I 'd been doing it for almost two months already, and I 'd misplaced how many men I 'd made love with. I didn't want to know, but it needed to be a lot. I 'd made a lot of money too. Method too much for a ninth grader to spend, even after Deke took his cut. He charged 300 dollars an hour for me, or 500 dollars for two. Picking me up at school deserved an extra 200, which I thought was outrageous, but you 'd be surprised the number of people wanted precisely that. Like it proved beyond a doubt that they were getting the real offer, an underage whore to draw and fuck . These were all older men too, like my papa's age, or more typically even older, in their 40's and 50's mostly. He stated that was generous since he was my manager, my representative, my security man, my advertising and transportation all rolled into one. He purchased my clothing and the things I need to work, like condoms and lube and junk like that. It was more like acting than anything else because I had to in fact like these men for an hour or two. I had to act younger often too, as a little woman possibly eleven or twelve years old; but never older. I liked acting though and I believe I had a real talent for it.

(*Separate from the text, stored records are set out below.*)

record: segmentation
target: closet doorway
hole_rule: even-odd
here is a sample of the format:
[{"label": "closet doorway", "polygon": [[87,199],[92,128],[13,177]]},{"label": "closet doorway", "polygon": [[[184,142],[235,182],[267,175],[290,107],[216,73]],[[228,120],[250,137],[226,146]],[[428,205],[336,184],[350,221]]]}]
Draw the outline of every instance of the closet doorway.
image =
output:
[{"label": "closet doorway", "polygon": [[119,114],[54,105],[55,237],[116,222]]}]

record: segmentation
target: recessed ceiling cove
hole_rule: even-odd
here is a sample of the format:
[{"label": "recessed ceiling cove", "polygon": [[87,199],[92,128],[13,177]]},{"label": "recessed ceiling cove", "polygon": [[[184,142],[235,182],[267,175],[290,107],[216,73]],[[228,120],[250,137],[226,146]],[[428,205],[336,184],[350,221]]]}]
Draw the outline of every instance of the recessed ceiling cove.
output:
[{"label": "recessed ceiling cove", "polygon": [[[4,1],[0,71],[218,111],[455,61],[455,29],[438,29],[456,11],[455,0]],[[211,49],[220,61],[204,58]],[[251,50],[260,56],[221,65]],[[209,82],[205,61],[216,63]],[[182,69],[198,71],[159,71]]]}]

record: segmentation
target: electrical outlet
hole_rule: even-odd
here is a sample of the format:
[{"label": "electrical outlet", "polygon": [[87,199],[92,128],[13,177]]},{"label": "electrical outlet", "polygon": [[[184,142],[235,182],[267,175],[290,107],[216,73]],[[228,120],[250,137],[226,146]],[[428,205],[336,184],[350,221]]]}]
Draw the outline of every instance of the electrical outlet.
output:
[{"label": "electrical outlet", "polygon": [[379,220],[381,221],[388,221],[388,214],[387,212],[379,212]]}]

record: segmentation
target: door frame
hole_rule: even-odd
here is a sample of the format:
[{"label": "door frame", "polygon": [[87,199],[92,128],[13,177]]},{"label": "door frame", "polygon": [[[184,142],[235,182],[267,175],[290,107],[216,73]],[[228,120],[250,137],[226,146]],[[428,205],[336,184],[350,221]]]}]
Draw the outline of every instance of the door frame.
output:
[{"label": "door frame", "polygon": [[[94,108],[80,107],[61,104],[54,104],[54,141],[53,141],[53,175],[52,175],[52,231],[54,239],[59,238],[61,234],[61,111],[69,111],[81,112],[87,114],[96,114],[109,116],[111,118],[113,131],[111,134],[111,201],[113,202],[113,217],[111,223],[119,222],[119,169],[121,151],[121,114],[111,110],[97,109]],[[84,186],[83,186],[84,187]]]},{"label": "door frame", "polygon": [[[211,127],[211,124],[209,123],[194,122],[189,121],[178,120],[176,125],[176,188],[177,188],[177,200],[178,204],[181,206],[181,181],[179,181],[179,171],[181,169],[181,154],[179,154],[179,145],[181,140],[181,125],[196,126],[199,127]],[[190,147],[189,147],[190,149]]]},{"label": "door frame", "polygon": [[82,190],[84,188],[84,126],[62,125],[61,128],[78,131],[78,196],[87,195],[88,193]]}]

The guys loved me for a little bit, although some of them loved me for genuine and asked me if I 'd wed them, or at least come back to their cities and live with them. They were in love with who I pretended to be for that brief time we were together, that's all, and while part of me felt lonesome since I understood it wasn't actually me they liked, mainly I felt a little more secure that way. Like a man who loved me would not injure me, you understand? I was in love with my papa. That had altered too and I don't know if one thing pertained to the other specifically, but I do not believe in coincidence either. I 'd had sex with like fifty men or something, the majority of them wanting me to call them Daddy while we did it. Some of them wished to call me by a various name, their daughter's name, or a niece or the little woman next door maybe. A lot of them didn't mind calling me Samantha either, and that troubled me at first, however then it didn't and I started liking it.
I could close my eyes and picture the guy who was making love to me truly was my papa. I could talk to him, inform him I liked him, how he made me feel full-grown and special and liked. I was falling in love, in developed love, and I could not help it.